The Paradox of Freedom
In the world of software there has over the past year or so been a quite heated debate over which is better: more or less features. The proponents of more features have an argument that seems so obvious: more features mean better product, right? This is a quite logical argument. In this debate, this view has been most prominently supported by Don Norman, who reports from experience, for instance regarding Asian technology shoppers.
In the other corner we have those who support less bloated products, the “less is more”–crew. 37 signals are notorious for holding this view, with slogans like
instead of one-upping, try one-downing .
And then we have me. I find myself somewhere in the middle, as any good practitioner of dialectic. I believe that in their focus on being right, they miss the main point: selection.
First of all, I must admit that I lean towards the “less” camp. I believe many features are added to products, simply for the sake of adding a feature. Furthermore, I lean towards the “less” camp, because Norman makes a horrible case for himself, using arguments that do not suit his claim, and that can be counter-argued without much effort.
Norman’s argument that we should add many features to products because they sell better misses the goal by so many miles, I doubt it can even be counted as a counter-argument. What Norman is advocating is catering to the standards of today, and have the product seem attractive to prospective buyers. What 37signals are advocating is instead to make your product be more attractive. An idealistic approach, maybe, but one that will arguably result in greater software, which is always a good thing if you want to sell software.
What Norman does not seem to get is the fact that 37signals are not interested in catering to the common consumer, thus not interested in appearing great. In his most recent piece, he criticises their arrogant attitude, citing the fact that DHH has publicly admitted that he is building software for himself. But in criticising that, he is ignoring a conventional wisdom that the agile software crowd (lead by 37s) have accumulated over the past few years: if you build software you yourself use, you will have an immediate customer to test against. Of course, not all software developers are so fortunate that they have this opportunity, but that is some of the beauty of the 37signals concept: if focusing on stuff they can use themselves means they cannot grow beyond certain limits, so be it.
But 37signals are not home free, not even close. They are also missing the real secret behind great software: selection.
Furthermore, they do not even follow their own advice.

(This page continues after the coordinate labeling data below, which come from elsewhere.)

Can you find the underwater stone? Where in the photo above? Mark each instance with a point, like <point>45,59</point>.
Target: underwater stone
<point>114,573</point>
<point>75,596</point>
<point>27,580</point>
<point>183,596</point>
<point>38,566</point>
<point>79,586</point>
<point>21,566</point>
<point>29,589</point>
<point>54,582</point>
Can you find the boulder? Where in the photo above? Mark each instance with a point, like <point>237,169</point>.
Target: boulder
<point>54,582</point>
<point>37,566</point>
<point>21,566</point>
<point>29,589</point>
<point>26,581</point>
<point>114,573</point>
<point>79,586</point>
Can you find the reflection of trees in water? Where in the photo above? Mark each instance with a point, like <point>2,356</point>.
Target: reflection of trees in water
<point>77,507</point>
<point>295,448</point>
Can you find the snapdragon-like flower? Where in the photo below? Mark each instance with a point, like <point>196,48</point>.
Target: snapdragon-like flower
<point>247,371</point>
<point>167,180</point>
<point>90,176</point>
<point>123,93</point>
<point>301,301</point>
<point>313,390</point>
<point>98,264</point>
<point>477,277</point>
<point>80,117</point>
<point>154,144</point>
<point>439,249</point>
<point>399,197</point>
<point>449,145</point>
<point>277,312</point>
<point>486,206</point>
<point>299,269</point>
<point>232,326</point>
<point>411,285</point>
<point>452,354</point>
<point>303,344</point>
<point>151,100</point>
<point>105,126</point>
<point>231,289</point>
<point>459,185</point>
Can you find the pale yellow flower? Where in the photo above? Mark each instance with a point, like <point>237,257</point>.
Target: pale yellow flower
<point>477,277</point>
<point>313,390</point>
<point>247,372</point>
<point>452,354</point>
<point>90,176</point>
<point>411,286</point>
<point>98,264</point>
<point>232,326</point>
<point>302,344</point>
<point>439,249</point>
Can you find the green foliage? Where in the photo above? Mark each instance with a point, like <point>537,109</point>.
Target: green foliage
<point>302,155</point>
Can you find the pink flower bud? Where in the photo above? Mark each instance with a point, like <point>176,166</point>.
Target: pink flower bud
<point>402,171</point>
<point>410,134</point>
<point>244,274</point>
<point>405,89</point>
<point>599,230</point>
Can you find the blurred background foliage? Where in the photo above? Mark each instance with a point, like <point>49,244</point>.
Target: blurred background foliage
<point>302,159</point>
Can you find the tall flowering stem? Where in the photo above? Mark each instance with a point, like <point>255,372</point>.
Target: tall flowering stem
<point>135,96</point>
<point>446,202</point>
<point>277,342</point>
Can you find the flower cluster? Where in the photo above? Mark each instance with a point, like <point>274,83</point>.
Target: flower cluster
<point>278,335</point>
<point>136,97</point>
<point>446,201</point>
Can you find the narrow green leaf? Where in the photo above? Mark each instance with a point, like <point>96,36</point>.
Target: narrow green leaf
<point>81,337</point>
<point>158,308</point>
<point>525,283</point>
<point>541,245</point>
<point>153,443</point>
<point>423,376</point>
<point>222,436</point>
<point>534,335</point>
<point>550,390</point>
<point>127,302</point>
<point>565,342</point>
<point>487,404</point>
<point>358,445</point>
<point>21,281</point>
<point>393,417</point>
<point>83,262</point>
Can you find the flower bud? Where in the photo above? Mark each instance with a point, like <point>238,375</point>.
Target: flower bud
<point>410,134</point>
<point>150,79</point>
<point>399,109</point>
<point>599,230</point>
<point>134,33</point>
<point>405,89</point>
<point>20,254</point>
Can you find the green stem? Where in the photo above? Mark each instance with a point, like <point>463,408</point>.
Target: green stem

They do, in fact, add features to their software, despite claiming the opposite is necessary to write great software. This shows that they do in fact get the secret, just that they preach something else.
“Have a feature less than the competition” works great as a slogan, but it blurs the spectrum, and adds fuel to the other camp. For it is an insane advice. Following that rationale to its logical conclusion, the best piece of software would be one without features. But of course, no one in their right mind would ever agree to this. In coming up with a rule of thumb, 37signals neglect the real point of it all: select what you need to remain focus on the task of the application.
Sometimes you do need to add a feature for the software to be better, to better fulfil its purpose. Oftentimes, a suggested feature will add unnecessary complexity, striding away from the main goal. Focus and selection are the keys to this. There is no golden rule you can always follow, you have to make a conscious decision for every considered feature: does it, or does it not, help users fulfil the goal this piece of software is aimed at helping them with? Only then can you create great software.